Paylaş
Şöyle demiş, en genç ve hop zıp starımız Aleyna Tilki: “Çok çalıştığım için tatil yapmaya fırsat bulamıyorum. Yapacak olsam da bu Türkiye olmaz zaten. Türkiye’de tatil mi yapılır? Yurtdışını tercih ederim.”
Eminim bu cümlesi yüzünden birçok insan Aleyna’ya kıl olacak.
“Ülkeni neden sevmiyorsun? O zaman git başka yerde yaşa” diyecek...

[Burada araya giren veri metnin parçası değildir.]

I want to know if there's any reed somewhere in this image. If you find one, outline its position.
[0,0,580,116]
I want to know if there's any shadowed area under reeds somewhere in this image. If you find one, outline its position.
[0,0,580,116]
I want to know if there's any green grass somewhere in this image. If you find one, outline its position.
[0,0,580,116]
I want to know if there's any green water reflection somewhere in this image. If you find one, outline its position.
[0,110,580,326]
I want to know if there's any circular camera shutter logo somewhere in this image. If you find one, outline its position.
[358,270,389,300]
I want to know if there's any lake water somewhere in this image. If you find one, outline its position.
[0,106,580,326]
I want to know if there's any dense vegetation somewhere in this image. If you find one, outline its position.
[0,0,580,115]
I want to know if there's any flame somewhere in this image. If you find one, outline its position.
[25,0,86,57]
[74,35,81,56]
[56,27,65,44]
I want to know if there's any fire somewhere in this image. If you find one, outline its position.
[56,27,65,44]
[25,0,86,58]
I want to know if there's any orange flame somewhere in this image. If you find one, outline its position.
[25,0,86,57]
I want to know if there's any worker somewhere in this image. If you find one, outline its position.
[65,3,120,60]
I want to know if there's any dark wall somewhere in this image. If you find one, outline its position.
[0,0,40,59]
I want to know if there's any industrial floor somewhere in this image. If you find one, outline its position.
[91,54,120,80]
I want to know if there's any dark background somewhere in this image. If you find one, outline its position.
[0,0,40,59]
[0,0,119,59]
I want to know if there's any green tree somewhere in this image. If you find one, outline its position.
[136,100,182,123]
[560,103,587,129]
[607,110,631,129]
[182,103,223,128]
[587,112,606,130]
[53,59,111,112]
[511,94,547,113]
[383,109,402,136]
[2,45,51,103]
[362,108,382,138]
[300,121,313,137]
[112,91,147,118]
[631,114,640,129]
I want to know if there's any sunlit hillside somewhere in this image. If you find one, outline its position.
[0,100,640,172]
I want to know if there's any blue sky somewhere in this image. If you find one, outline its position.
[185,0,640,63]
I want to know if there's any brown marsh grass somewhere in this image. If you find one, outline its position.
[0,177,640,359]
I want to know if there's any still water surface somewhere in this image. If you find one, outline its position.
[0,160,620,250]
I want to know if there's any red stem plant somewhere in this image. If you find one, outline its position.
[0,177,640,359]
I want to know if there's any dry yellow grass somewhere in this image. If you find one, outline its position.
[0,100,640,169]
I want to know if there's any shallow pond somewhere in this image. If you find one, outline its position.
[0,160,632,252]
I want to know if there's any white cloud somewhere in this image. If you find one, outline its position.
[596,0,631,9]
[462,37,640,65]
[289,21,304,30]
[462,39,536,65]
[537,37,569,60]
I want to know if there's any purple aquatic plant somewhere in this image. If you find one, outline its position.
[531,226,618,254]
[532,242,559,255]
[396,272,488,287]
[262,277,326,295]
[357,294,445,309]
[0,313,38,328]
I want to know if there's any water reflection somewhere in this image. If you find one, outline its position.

Aleyna Tilki içinden geldiği gibi, hesapsız konuşan biri. En azından dışarıdan görünen o. Onun yaşındaki birine de kendi ülkesinin değil yurtdışının cazip ve heyecan verici gelmesi gayet normal.
Ama eminim Aleyna bir süre sonra burada da -diğer birçok ünlü arkadaşı gibi- tatil yapmanın aslında keyifli olduğunu görecek.

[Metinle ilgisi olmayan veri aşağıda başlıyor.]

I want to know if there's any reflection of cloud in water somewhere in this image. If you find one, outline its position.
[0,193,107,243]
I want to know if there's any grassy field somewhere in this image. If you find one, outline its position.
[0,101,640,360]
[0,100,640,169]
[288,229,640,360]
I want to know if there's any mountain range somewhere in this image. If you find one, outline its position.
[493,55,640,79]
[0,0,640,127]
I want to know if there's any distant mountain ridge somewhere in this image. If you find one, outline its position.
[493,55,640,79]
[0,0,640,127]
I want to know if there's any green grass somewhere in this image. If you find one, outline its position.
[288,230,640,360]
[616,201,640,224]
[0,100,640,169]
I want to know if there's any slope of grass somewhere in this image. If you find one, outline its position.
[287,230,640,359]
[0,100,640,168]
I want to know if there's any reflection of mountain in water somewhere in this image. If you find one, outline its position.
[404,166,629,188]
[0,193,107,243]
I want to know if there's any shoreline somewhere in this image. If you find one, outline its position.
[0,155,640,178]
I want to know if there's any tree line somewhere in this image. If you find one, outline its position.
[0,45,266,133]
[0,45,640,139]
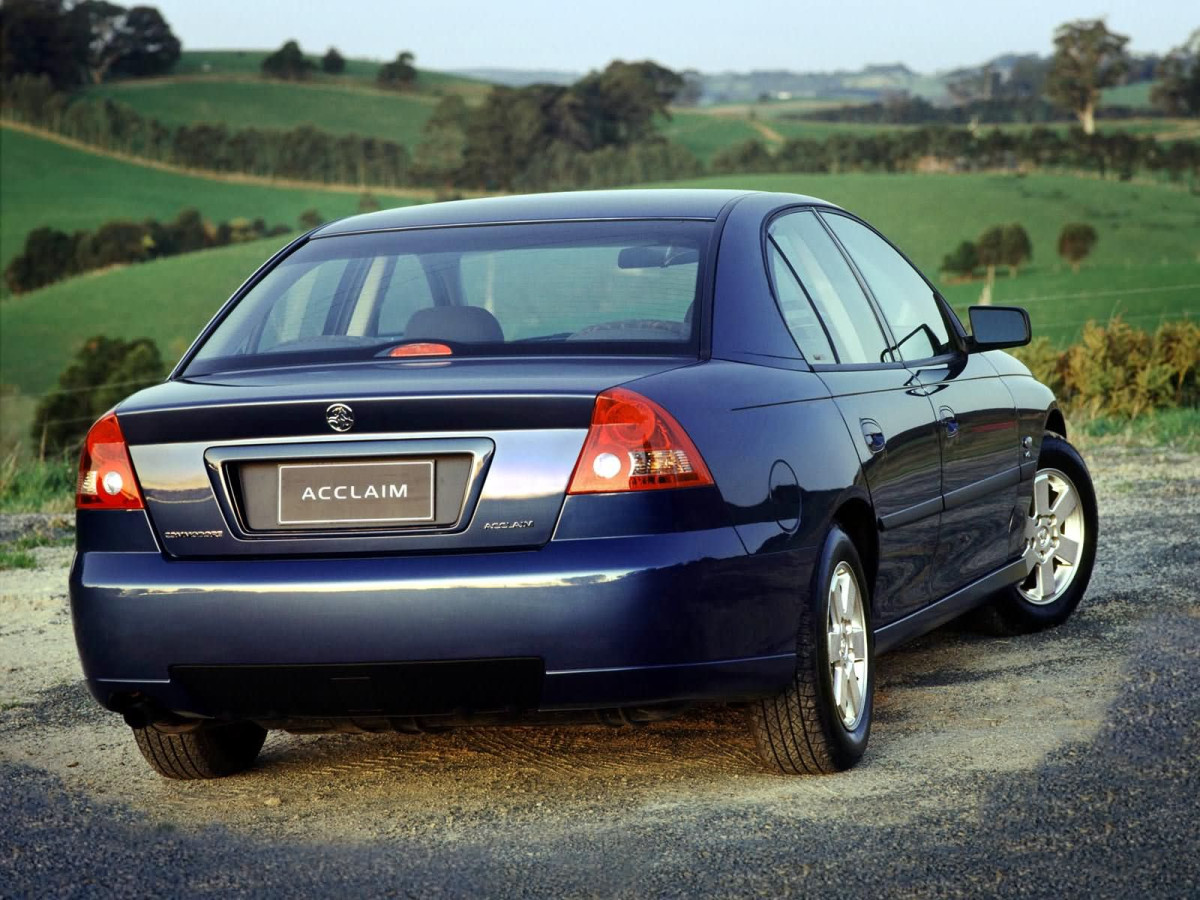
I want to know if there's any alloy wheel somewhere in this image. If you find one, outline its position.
[828,562,869,731]
[1016,469,1087,606]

Hayır, Türkiye’nin nefis denizi, doğası, şusu busundan dolayı değil. Tamamen arkadaşlıklardan bahsediyorum.
Tatil, iyi arkadaşlarla nefistir çünkü. Yurtdışında da öyle. Burada da.
O arkadaşları bulduğun zaman ha Akyaka’ya gitmişsin ha Tayland’a.
Yine güler eğlenirsin.
Kafanı, kendi kafandaki insanlarla dinlersin. Ya da uçuşa geçirirsin. O yüzden gitmeyin Aleyna’nın üzerine.
NOT: Aleyna, sonradan her ünlü gibi “Böyle bir şey demedim” açıklaması yaptı doğal olarak. Oysa dediğim gibi, bu şekilde düşünebilir de.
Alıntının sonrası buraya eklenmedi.